Our thanks to Yves de Montcheuil, Vice President of Marketing for Talend, for the guest post below:
According to Wikipedia, the impala is a medium-sized African antelope; its name comes from the Zulu language meaning “gazelle”. Like elephants, it is found in savannas, and this may be the link with Hadoop. Impala is also the name of Cloudera’s SQL-on-Apache Hadoop project, launched in beta at Strata last October and just released in version 1.0.
SQL-on-Hadoop – wait a minute… isn’t it what Apache Hive is for? Well, yes and no. HiveQL certainly brings a set of SQL-like commands to Hadoop data. The big issue with Hive: it’s very slow. More precisely, it’s not interactive. Queries take a long time to be “parsed” and distributed across the cluster. Response times can reach the minute, which is highly impractical for interactive use.
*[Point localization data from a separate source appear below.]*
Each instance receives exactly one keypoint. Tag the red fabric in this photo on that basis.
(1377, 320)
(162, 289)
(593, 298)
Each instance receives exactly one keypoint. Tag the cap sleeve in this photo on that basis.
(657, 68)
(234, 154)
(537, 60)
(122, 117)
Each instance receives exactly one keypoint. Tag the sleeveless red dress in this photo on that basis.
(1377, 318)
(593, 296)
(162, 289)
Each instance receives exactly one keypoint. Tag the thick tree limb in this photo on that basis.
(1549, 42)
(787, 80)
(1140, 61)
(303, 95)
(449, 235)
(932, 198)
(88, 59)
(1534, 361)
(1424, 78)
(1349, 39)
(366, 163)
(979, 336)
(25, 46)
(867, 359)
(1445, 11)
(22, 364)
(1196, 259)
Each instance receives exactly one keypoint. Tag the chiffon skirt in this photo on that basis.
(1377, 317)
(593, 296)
It works fine for batch use (response times actually don’t vary much based on the dataset size), but when users want to mine Hadoop data, perform interactive queries or drill-downs, profile data, etc. – they end up spending lots of time glaring at their screen (or fetching more coffee than they should).
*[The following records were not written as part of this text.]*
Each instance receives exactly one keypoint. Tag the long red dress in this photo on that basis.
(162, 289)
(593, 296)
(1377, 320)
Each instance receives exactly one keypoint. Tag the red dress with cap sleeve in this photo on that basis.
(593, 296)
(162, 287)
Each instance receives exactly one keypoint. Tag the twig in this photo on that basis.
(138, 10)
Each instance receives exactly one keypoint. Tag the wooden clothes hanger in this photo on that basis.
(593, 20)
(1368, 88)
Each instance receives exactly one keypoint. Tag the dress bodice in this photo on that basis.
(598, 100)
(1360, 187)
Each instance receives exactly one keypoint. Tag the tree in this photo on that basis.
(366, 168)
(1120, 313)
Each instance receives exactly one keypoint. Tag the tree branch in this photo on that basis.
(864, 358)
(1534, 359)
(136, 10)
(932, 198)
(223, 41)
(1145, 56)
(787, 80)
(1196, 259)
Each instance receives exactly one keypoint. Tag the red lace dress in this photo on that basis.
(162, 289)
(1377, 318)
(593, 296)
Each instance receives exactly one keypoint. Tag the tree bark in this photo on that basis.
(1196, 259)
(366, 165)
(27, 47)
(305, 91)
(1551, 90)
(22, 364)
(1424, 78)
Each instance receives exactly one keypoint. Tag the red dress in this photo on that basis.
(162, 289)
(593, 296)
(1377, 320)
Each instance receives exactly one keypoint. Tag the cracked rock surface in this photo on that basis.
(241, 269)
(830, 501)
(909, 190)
As use cases for Hadoop evolve past batch requirements, often for “mundane” tasks such ETL offload or online archiving, and enterprises discover the value of real-time data exploration, mining and analytics on big data, interactive performance becomes a must.
Since Impala is native to Hadoop, it provides access to the same data sets that have already been loaded.
A great example of data exploration is data profiling. Since v5.2, Talend has been providing native data profiling on Hadoop. Based on Hive, profiling is performed “in place”, which means that data does not need to be extracted from Hadoop before being profiled. The issue here is the time it takes to instantiate the profiling job on MapReduce – not very practical for interactive profiling even though it works well for batch. Impala will provide the potential to speed up this process and make it more efficient. And since Impala is native to Hadoop, it provides access to the same data sets that have already been loaded – no need to replicate/duplicate the data.
Talend and Cloudera have been partners for a long time. We started to support Hadoop in its infancy, well before all the hype started – and that puts us in a unique situation to leverage new and upcoming technologies. Developments such as Impala are clearly providing value and we look forward to more exciting news from the broad Hadoop ecosystem!
PS: Am I jumping to conclusions as to why the Impala name was picked, with the reference to antelopes and elephants? Comments from engineers/product managers working on the project are welcome!